I think we need to write up and demand our own stimulus program for the government to save our small businesses to provide employment in our community. Our inner cities and rural farmers are being left out of the current federal funding in a big way. I know of some funding of small programs but not at the level of other groups. We live in older homes that need weatherizing, cars that are older but due to high unemployment could not take advantage of the cash for clunkers program. Our businesses are too small to qualify under most small business loan programs and do not meet some of the required qualification barriers set in place by agencies. So we need our own stimulus program to meet our unique situation.

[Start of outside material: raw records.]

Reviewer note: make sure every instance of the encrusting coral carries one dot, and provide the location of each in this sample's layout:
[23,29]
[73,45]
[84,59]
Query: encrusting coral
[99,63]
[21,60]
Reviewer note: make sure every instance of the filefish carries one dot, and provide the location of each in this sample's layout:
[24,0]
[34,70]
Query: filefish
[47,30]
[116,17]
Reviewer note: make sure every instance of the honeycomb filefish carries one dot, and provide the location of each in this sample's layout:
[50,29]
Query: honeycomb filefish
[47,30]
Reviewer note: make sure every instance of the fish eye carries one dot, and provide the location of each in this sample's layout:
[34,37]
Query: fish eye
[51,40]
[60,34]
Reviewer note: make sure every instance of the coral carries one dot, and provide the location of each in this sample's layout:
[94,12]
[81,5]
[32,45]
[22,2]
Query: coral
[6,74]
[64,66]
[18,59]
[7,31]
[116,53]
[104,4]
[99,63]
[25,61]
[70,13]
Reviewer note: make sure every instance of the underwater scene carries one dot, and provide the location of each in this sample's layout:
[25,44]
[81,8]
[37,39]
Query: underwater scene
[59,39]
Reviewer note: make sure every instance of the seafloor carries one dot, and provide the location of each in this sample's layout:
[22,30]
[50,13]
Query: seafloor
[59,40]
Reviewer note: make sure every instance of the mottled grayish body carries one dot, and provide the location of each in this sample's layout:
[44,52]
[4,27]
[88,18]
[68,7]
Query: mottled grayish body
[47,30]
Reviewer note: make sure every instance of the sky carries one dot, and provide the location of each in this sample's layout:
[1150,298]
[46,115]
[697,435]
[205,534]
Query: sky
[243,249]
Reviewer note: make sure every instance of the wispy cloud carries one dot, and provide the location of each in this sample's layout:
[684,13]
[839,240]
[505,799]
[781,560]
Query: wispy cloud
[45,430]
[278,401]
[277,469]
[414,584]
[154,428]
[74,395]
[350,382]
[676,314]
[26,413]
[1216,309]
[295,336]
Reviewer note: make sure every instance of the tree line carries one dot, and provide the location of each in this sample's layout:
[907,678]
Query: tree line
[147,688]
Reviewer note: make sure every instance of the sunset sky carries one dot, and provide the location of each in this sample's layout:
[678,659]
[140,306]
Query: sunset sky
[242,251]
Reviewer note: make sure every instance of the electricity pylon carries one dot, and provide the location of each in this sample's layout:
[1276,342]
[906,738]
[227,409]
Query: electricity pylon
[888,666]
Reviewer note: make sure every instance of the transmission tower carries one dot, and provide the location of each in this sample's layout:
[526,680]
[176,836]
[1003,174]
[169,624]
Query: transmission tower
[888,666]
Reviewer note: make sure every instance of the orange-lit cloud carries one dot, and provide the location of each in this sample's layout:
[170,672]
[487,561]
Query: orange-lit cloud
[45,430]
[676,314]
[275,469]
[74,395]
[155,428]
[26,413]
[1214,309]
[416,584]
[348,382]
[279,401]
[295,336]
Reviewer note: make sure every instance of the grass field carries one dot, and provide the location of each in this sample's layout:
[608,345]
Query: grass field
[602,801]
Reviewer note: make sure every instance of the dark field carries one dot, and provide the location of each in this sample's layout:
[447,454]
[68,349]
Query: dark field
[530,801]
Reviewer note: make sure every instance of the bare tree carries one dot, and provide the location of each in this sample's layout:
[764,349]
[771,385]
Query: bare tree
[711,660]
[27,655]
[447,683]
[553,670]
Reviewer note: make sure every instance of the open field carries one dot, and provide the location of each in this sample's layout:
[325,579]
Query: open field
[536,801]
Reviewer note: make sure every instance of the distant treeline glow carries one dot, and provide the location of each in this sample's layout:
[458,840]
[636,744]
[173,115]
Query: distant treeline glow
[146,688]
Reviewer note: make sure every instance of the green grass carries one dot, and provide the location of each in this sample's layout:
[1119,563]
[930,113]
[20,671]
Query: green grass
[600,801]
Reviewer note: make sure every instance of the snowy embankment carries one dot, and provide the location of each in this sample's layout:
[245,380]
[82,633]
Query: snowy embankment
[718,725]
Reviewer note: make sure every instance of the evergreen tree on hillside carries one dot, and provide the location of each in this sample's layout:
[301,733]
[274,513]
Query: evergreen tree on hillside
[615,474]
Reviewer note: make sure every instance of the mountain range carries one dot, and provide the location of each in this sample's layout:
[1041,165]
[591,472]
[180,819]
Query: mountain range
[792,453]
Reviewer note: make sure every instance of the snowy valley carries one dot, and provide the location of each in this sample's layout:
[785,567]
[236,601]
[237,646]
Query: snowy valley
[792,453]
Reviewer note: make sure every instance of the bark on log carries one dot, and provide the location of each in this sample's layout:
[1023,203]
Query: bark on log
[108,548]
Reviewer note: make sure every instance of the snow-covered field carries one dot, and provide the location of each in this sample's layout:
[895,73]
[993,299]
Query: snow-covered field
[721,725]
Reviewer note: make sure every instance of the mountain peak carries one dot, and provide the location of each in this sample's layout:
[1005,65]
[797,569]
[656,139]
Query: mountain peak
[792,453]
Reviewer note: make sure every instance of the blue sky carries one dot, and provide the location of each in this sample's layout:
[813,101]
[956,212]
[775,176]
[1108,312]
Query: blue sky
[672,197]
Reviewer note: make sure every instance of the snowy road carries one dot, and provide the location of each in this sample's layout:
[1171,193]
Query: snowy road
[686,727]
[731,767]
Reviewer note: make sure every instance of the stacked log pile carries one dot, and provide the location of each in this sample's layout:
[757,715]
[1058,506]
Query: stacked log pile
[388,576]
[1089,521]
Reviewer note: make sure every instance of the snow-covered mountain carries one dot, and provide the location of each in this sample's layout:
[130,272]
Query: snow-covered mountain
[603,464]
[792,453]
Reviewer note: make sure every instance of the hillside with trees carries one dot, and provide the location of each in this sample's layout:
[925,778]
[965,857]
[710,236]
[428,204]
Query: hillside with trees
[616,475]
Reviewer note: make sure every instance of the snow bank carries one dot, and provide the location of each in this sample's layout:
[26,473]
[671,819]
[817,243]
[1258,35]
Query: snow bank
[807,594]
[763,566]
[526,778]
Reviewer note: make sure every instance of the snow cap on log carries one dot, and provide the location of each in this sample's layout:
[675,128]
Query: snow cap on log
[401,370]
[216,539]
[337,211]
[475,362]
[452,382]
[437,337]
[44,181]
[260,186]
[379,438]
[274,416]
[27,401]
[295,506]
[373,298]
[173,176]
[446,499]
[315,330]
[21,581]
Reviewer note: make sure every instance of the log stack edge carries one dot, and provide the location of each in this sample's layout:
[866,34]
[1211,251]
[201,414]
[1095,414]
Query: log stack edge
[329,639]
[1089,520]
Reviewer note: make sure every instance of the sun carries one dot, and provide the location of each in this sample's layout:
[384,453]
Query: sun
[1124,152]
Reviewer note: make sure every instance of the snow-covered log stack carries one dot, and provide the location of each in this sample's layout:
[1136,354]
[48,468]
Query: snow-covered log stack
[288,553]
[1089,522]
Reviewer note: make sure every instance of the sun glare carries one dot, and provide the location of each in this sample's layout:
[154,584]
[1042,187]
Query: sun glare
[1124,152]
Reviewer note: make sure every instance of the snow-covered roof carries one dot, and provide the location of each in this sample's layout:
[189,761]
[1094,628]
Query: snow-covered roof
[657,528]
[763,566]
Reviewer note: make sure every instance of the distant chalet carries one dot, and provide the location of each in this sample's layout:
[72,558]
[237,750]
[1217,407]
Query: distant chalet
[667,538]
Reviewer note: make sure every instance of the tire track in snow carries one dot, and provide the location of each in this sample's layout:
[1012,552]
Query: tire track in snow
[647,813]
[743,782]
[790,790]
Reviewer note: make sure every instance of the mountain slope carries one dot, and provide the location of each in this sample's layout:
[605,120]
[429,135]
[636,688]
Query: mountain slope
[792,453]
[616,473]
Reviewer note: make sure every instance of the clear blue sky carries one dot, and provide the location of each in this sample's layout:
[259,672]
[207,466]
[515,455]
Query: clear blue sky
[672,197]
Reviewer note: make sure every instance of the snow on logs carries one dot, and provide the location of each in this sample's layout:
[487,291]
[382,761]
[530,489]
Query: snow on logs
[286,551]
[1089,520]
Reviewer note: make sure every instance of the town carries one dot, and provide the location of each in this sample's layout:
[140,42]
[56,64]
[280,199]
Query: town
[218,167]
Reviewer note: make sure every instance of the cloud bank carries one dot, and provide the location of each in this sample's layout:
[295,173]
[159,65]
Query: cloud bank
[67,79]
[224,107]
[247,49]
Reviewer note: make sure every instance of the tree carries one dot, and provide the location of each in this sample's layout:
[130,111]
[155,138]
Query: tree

I urge congress to look at a domestic plan that will include a special stimulus package that will address this problem in the African American community. I urge our local representatives to request the administration use the unused stimulus money to help us develop short and long range plans that will become self-sustaining. Some of us still believe in the American Dream and the election of President Barack Obama rekindled that dream but we woke up in a nightmare of unemployment, foreclosure and lost savings that has continued to remind us of being kicked off of the sharecropping farm. Let congress reawaken that bright dream of prosperity and that “you can make it if you try” attitude we once had. To the Black community let us get busy and write down our ideas to expand our businesses by employing others. Let us collaborate and to combine our talents and resources to make an argument to show that we are serious. As the Black Press has said for almost two hundred years “for too long we have allowed others to speak for us” let our voices be heard.